Manual testers, with less experience may miss this issue. Moreover, strikethrough text is often added by content managers, after comprehensive accessibility testing has already been completed on the application. Based on TPGi’s familiarity with this workflow, ARC Rules provides an alert.
Content behind modal is still accessible – Error
A modal dialog is a pop-up of information where users must complete an action in the dialog, before interacting with the main page content outside the dialog. Therefore, when a modal dialog is open, the main page content outside the dialog must be hidden from assistive technologies to prevent users from navigating to content that is intended to be non-interactive.
ARC Rules detects when the content outside the dialog is not hidden. While it’s possible for a dialog to be non-modal, where users can navigate to and from the dialog, ARC Rules does not prioritize this uncommon circumstance. When ARC Rules conclusively determines a dialog is modal, ARC Rules instead raises an error.
While manually inspecting a dialog flagged by this rule, testers learn of a dialog’s full range of accessibility requirements and often detect other WCAG violations. For example, when a dialog appears, it’s critical that keyboard focus is set to the dialog otherwise, screen reader users may not be aware of the dialog’s presence. While focus management is difficult to test using automated means, ARC removes this gap in test coverage and alerts site authors to a potential accessibility barrier.
Which Rules Engine to Use
In ARC Monitoring, teams can use both ARC Rules and Axe; they don’t have to use only one.
Both ARC Rules and Axe follow the Accessibility Conformance Testing (ACT) Rules Format, which defines a format for writing automated accessibility test rules. The goal is for automated testing tools to have greater consistency in how they test and interpret WCAG. This standardization makes it easier to compare the results returned by ARC Rules and Axe.
Using both engines allows for the cross-checking of results which increases the likelihood that elements are correctly identified as automatic failures. However, to have a single baseline measure of accessibility, most organizations end up primarily relying on ARC Rules or Axe.
For the past year, I supported organizations using ARC Monitoring. I’m often asked which rules engine to use. At first, I was agnostic and said the choice of rules engine was a matter of personal preference. However, I quickly found that this was not the correct advice.
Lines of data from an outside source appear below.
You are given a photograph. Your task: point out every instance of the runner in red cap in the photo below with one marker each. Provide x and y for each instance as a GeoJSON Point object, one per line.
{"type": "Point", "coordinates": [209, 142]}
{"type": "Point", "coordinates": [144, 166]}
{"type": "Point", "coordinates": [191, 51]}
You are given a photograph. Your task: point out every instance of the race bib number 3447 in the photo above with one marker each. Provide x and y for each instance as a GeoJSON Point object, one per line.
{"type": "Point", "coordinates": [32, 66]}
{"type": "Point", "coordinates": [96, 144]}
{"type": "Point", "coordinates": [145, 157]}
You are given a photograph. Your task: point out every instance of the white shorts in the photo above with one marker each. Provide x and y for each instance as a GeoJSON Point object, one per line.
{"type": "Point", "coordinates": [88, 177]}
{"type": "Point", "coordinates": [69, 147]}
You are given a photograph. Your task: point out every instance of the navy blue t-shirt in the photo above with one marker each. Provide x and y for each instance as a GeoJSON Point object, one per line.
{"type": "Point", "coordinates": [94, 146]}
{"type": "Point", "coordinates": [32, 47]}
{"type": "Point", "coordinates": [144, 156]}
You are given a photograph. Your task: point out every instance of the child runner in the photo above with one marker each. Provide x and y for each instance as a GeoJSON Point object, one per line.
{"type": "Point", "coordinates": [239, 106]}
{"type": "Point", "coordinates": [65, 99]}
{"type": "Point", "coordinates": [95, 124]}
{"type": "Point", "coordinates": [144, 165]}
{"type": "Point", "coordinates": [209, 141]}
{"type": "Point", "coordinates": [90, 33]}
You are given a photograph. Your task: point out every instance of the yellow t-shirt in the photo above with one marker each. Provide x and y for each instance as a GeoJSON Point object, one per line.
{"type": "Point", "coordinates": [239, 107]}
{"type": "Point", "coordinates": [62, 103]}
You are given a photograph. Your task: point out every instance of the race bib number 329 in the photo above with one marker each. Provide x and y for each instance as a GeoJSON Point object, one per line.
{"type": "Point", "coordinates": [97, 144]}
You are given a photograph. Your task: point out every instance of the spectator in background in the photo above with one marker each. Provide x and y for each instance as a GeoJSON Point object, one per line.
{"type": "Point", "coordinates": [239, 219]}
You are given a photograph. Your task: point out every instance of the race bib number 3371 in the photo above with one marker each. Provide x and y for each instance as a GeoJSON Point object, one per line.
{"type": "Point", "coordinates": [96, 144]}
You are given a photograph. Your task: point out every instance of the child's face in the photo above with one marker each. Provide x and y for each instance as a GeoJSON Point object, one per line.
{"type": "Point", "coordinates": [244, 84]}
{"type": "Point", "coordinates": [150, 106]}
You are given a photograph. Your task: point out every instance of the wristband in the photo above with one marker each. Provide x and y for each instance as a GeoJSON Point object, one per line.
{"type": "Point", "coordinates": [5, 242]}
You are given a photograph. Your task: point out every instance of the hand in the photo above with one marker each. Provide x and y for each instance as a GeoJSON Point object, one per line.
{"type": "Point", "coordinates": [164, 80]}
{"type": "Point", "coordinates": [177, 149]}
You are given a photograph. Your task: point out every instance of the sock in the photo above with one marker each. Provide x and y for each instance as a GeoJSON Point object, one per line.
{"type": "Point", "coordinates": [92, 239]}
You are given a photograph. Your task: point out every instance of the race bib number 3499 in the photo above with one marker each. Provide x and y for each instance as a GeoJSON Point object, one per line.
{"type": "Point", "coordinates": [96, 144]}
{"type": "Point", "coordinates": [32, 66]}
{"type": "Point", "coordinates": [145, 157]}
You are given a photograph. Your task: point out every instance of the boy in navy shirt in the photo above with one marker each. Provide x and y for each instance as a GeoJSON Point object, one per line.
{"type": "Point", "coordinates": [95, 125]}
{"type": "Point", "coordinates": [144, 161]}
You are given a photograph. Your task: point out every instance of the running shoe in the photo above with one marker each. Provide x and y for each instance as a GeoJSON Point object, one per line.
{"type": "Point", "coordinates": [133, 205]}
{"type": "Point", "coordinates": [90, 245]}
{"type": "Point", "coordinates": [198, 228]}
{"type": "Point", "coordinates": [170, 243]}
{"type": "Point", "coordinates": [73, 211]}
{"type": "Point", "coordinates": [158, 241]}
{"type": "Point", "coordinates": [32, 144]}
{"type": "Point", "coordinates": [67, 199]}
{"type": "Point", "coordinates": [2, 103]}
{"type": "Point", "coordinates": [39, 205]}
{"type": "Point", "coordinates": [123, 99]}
It turned out teams using Axe alone, particularly those newer to accessibility, caught fewer issues, increasing the risk for their organization. It’s risky for a team to know of an accessibility issue on their website that has not been fixed. It’s even riskier for a team to carry on in false confidence, believing they’ve fixed the errors, unaware of other critical accessibility issues on their site.
Teams that favored ARC Rules in monitoring found more accessibility barriers, including issues that had gone undetected in their own manual testing. Equipped with the ARC Platform’s tools and resources, fewer issues reached production. Teams gained a more fundamental understanding of accessibility and delivered a higher quality user experience.